Sir Nicholas (Nearly Headless Nick)
June 12, 2006
Dungeons at Hogwarts School of Witchcraft and Wizardry

Dear Sir Nicholas,

It's not MY fault you couldn't join the headless hunt. If I am not mistaken you must actually be headless in order to compete in the headless hunt. I'd let you on, ol' chap but rules are rules. You understand don't you? You could never play head ball, which consists of throwing one's heads to the other players, you could never play head hockey, which is quite similar to muggle hockey only using one's head. So in reality I'm really saving you from utter humiliation by your fellow ghosts. Go ahead and hate me if you want, I don't really care. I'm leader of the Headless Hunt. What do I care if one ghost who couldn't get his head chopped off dislikes me? If you dislike me people are bound to feel sorry for me.
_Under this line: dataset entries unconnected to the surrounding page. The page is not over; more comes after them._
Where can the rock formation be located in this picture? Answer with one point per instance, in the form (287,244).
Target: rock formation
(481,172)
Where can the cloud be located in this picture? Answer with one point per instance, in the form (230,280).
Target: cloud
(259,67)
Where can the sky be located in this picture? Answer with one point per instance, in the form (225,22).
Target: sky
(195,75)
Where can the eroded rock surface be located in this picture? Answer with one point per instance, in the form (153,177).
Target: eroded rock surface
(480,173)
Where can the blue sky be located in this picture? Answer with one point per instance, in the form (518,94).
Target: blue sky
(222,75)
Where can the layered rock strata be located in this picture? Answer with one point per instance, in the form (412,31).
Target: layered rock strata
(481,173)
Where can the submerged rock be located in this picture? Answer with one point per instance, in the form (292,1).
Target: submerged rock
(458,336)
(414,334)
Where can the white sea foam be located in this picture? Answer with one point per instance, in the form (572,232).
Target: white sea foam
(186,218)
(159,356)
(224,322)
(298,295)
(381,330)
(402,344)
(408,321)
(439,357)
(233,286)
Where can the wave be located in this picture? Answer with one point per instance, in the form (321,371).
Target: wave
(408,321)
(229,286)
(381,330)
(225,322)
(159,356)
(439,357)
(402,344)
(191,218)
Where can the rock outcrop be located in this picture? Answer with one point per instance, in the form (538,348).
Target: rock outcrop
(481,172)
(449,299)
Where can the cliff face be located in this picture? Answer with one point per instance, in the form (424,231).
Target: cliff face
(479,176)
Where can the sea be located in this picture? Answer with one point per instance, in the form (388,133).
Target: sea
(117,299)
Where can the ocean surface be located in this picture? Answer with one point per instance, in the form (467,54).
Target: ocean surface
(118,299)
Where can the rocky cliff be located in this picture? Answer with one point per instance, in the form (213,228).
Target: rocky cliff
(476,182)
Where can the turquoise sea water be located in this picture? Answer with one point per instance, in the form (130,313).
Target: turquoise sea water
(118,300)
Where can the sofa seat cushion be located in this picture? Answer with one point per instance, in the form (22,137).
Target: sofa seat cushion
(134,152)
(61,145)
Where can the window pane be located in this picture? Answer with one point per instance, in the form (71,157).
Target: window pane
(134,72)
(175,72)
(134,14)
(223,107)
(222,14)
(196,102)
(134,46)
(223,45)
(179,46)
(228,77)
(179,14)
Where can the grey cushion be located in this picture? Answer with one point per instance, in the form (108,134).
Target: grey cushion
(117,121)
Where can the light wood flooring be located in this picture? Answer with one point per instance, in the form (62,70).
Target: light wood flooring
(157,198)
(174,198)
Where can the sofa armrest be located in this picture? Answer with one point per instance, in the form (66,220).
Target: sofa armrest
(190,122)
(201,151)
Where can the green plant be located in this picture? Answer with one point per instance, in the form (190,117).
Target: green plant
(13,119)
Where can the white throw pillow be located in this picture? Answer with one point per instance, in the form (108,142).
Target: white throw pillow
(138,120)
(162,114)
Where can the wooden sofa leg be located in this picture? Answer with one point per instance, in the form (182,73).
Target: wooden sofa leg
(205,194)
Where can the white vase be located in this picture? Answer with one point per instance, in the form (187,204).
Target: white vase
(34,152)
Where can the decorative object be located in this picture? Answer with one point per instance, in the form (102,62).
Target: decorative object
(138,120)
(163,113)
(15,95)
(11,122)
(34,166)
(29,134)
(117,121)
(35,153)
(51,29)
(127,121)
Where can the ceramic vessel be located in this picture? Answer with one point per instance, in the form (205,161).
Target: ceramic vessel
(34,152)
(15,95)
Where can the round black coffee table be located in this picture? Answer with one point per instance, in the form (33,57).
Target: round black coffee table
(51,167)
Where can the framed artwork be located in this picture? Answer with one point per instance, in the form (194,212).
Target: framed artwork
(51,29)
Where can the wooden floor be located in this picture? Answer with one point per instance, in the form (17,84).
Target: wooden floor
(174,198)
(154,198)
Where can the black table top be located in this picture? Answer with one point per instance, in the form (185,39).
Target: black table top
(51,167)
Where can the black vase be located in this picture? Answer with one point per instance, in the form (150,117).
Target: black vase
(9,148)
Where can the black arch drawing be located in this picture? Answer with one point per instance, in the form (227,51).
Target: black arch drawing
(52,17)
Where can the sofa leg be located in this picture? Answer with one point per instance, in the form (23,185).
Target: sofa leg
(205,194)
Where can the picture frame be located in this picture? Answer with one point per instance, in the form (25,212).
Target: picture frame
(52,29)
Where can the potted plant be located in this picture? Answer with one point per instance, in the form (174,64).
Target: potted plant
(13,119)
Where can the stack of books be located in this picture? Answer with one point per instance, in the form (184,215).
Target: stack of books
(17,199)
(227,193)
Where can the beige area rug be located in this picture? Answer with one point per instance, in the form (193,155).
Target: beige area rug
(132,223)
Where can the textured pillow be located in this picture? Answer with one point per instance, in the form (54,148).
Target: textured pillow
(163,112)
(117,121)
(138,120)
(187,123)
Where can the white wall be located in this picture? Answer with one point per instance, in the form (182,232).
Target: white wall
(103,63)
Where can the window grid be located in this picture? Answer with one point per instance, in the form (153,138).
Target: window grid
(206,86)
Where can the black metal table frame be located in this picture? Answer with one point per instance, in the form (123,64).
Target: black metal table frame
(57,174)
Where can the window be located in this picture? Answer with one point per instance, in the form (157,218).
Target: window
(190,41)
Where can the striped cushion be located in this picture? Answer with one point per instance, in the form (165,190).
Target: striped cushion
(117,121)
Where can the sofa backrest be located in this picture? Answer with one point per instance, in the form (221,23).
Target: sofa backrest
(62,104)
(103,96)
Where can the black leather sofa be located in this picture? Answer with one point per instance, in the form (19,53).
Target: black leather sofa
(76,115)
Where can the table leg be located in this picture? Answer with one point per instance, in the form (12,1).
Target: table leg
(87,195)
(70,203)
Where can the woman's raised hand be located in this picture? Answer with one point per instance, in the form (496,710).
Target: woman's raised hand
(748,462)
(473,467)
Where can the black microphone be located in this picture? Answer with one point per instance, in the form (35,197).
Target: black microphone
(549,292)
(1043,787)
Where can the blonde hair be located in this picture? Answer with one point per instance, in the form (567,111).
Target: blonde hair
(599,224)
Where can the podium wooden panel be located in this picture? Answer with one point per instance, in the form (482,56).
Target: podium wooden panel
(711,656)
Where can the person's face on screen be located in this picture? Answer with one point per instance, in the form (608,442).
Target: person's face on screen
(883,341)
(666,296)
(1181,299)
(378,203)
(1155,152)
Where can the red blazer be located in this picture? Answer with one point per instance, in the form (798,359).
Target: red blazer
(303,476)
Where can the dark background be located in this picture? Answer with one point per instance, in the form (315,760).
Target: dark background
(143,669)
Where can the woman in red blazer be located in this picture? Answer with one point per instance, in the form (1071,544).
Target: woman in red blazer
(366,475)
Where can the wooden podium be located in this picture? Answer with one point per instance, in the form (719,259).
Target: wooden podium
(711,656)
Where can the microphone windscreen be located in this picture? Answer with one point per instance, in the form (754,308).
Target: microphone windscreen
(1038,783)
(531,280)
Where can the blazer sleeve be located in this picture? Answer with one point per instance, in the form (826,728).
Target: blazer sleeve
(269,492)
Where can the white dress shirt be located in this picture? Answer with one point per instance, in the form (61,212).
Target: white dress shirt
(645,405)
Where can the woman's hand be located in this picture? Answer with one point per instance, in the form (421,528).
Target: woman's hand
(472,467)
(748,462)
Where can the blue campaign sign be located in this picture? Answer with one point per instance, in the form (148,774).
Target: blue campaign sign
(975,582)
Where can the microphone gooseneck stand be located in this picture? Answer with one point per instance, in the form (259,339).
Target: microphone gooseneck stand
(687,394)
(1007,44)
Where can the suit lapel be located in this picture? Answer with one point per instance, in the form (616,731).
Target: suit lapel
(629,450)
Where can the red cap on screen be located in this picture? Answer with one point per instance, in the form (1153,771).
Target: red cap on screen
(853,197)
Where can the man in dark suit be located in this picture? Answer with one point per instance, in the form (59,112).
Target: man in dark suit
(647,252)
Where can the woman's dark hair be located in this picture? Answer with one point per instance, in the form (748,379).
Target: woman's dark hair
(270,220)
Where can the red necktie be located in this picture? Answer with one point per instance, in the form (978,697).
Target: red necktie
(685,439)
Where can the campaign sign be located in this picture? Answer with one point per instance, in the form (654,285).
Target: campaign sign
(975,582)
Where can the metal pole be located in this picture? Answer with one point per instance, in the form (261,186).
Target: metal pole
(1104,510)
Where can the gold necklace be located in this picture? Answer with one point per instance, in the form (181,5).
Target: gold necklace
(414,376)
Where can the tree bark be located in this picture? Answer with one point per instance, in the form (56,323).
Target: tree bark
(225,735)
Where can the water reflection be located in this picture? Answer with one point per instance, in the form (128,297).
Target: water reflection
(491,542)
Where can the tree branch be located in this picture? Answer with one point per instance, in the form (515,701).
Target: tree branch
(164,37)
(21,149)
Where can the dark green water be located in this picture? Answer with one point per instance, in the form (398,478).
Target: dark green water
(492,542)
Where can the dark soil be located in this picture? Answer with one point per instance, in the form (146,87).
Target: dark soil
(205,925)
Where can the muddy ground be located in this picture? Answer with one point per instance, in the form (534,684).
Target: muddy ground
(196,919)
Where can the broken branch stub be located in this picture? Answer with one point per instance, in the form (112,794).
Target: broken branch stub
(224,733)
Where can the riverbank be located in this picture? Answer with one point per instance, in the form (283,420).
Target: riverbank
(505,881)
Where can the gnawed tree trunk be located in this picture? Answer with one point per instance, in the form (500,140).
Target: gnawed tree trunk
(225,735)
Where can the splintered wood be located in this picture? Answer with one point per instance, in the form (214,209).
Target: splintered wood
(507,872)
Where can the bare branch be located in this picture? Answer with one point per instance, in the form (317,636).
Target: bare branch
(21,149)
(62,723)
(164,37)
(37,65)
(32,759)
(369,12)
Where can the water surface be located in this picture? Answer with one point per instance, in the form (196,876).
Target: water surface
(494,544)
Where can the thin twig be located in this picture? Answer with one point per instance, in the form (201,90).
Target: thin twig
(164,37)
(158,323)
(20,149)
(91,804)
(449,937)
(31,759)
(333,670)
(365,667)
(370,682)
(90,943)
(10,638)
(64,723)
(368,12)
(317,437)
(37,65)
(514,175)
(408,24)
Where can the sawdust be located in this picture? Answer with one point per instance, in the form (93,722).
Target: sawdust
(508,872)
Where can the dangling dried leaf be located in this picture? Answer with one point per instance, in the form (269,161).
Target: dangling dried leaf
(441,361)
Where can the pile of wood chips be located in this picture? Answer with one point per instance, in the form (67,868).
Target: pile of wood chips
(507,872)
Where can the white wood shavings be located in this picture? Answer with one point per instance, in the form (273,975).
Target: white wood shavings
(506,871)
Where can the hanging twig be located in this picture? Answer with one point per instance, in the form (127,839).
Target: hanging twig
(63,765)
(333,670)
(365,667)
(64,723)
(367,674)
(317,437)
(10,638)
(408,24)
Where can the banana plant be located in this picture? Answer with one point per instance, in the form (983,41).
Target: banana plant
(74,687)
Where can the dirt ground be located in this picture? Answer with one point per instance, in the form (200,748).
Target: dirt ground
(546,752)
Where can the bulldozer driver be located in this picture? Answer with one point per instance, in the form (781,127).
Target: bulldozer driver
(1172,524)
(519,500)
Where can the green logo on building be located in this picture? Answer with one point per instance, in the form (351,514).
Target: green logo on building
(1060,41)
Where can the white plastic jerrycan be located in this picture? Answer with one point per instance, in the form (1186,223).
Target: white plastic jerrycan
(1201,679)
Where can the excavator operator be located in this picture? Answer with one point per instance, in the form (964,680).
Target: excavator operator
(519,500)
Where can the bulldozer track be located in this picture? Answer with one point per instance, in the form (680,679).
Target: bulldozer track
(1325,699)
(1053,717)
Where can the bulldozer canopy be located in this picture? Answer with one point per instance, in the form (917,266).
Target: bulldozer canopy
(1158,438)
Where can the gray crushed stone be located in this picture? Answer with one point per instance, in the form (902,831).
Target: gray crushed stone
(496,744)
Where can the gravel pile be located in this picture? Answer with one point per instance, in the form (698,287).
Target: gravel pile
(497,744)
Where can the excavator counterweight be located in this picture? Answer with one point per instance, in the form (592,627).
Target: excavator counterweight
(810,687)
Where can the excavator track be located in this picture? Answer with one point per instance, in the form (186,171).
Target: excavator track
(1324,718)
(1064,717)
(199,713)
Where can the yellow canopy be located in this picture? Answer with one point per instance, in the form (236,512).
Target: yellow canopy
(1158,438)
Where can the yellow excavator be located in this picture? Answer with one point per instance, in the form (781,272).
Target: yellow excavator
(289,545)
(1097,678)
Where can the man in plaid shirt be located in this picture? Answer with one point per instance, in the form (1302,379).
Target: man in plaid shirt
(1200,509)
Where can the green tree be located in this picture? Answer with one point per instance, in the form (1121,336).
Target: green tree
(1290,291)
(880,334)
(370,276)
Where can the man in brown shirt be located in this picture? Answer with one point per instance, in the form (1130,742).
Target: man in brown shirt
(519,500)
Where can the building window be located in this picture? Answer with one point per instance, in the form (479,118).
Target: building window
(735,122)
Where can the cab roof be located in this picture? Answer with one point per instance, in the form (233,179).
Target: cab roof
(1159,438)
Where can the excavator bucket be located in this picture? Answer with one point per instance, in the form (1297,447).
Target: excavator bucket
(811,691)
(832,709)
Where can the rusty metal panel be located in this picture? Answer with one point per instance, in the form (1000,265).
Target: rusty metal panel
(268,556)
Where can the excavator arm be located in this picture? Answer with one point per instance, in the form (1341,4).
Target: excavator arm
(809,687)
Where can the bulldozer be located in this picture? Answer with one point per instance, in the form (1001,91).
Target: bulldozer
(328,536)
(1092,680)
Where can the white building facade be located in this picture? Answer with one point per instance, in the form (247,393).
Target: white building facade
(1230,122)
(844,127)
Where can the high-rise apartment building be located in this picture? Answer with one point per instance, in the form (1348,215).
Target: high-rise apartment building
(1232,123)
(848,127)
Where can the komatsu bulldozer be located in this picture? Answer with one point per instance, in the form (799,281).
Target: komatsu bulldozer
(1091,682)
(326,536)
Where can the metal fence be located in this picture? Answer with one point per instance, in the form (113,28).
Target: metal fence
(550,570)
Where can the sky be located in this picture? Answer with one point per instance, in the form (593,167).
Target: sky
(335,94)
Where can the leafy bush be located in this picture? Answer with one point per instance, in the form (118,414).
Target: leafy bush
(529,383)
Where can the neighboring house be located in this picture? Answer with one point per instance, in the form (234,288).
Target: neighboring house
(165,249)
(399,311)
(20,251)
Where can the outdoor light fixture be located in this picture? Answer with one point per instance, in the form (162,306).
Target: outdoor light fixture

Say that it's not my fault you couldn't get on the hunt. Anyways my good man, if that head ever detaches from your body, just come on down and we'll find a spot for you. It is highly unlikely your head will fall off though, because well…you're dead. Smashing death day party by the way, I wish you could have joined in on head ball…pity you had your head stuck in the clouds. Of course that is like you, ay Nick? Always having your head in the clouds, daydreaming of the hunt you'll never be in, it's a real shame. Well, it was good talking to you ol' chap and remember, hated by one, pitied by all! Toodles!